# Pico firmware v1.03



## SubZero (1/12/16)

Hi I'm new here been vaping for 4 month's now and absolutely loving every moment of it and glad to be off the stinkies. I have a pico as my daily and yesterday I upgraded the firmware to v1.03 the new firmware includes puff counter and total time vaping and apart from the other screens and the preheat function that is now available with the firmware, what I need help with is resetting the puff and total time I can't seem to find a way to reset it if anyone knows please tell me how thanks.

Sent from my ALE-L21 using Tapatalk


----------



## Marechal (1/12/16)

SubZero said:


> Hi I'm new here been vaping for 4 month's now and absolutely loving every moment of it and glad to be off the stinkies.
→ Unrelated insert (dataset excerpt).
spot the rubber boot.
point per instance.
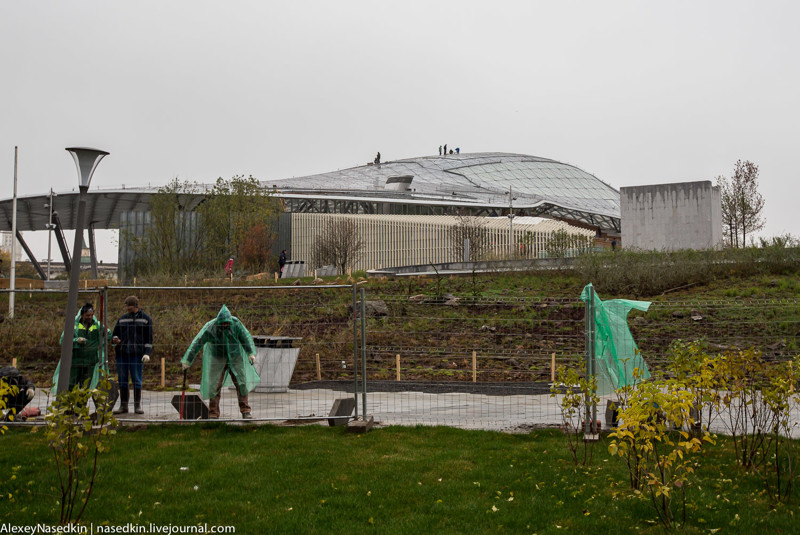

I have a pico as my daily and yesterday I upgraded the firmware to v1.03 the new firmware includes puff counter and total time vaping and apart from the other screens and the preheat function that is now available with the firmware, what I need help with is resetting the puff and total time I can't seem to find a way to reset it if anyone knows please tell me how thanks.
> 
> Sent from my ALE-L21 using Tapatalk




Jip had the same question so I asked Eleaf and this was the answer I got



What I do now when I actually want to use the counter like for battery life test, I load an older version 1.01 and reload v 1.03 for a fresh start.
hope they fix it in the new version

Reactions: Informative 1


----------



## SubZero (1/12/16)

Thanks, hope the they rectify it soon 

Sent from my ALE-L21 using Tapatalk


----------